The Al-Nour Wal Amal Chamber Orchestra for blind and visually impaired woman musicians gave a concert at the Amir Taz Palace in Cairo on Saturday night.
Conducted by Mohamed Adel, the orchestra played a repertoire that included their standard classical selections such as extracts from Tchaikovsky's Swan Lake and Johan Helmich Roman's Music for a Royal Wedding, alongside traditional Arabic oriental standards, including Riad Al-Sunbati's Lunga, Abu Bakr Khairat's Eih El-Ebarah and Sayed Darwish's Zoroni Kol Sana Marra.
Formed in the late 1960s,the orchestra has performed on six continents in over 30 international tours.
It has been described as a “human miracle”, “the fourth pyramid of Egypt” and “an orchestra with no peer in the world” by international critics.
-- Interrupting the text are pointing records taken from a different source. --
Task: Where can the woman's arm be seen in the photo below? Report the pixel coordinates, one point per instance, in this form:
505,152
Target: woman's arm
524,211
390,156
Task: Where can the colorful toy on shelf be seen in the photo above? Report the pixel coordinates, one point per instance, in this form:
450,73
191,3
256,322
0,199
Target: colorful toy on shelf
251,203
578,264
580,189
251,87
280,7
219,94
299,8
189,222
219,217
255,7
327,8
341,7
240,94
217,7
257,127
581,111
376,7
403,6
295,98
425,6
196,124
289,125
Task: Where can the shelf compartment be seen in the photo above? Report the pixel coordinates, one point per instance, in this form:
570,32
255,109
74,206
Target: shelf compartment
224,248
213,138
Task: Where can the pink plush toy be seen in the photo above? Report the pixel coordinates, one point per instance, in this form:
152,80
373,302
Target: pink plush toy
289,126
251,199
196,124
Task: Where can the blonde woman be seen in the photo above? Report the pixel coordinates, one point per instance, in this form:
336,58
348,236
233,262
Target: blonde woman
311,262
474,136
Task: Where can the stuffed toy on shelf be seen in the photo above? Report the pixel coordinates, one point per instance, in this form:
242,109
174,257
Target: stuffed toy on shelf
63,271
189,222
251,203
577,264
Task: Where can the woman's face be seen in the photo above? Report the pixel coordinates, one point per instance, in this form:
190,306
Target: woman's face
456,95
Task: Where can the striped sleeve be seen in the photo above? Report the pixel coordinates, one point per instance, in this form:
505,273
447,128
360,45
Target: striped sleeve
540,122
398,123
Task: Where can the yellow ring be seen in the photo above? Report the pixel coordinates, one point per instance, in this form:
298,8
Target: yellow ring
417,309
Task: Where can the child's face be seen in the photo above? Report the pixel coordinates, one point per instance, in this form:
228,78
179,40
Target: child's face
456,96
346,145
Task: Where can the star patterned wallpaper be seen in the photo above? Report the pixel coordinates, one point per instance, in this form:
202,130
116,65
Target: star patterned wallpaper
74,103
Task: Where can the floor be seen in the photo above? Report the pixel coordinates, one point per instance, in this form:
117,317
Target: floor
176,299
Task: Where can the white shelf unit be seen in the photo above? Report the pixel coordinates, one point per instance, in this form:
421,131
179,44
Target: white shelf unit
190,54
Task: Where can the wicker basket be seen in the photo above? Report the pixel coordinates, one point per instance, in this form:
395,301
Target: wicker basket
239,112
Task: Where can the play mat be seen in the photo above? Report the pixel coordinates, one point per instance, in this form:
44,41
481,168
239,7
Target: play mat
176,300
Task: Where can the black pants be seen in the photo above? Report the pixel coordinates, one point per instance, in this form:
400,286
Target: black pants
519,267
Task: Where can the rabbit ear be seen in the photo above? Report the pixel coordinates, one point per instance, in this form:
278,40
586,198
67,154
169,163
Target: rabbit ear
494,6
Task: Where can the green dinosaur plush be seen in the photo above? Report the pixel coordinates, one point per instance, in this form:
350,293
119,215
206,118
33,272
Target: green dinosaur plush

The orchestra is part of the Al-Nour Wal Amal association, an NGO for blind girls founded in 1954 by a group of volunteers led by the late Istiklal Radi, with the aim of educating visually impaired girls and helping them integrate into society.
In 1961, seven years after the establishment of the association, Al-Nour Wal Amal Music Institute was founded by the late Samha El-Kholy, former dean of the Cairo Conservatory.
The association also has a junior orchestra, which, over the past decade, has begun performing across a variety of stages in Egypt.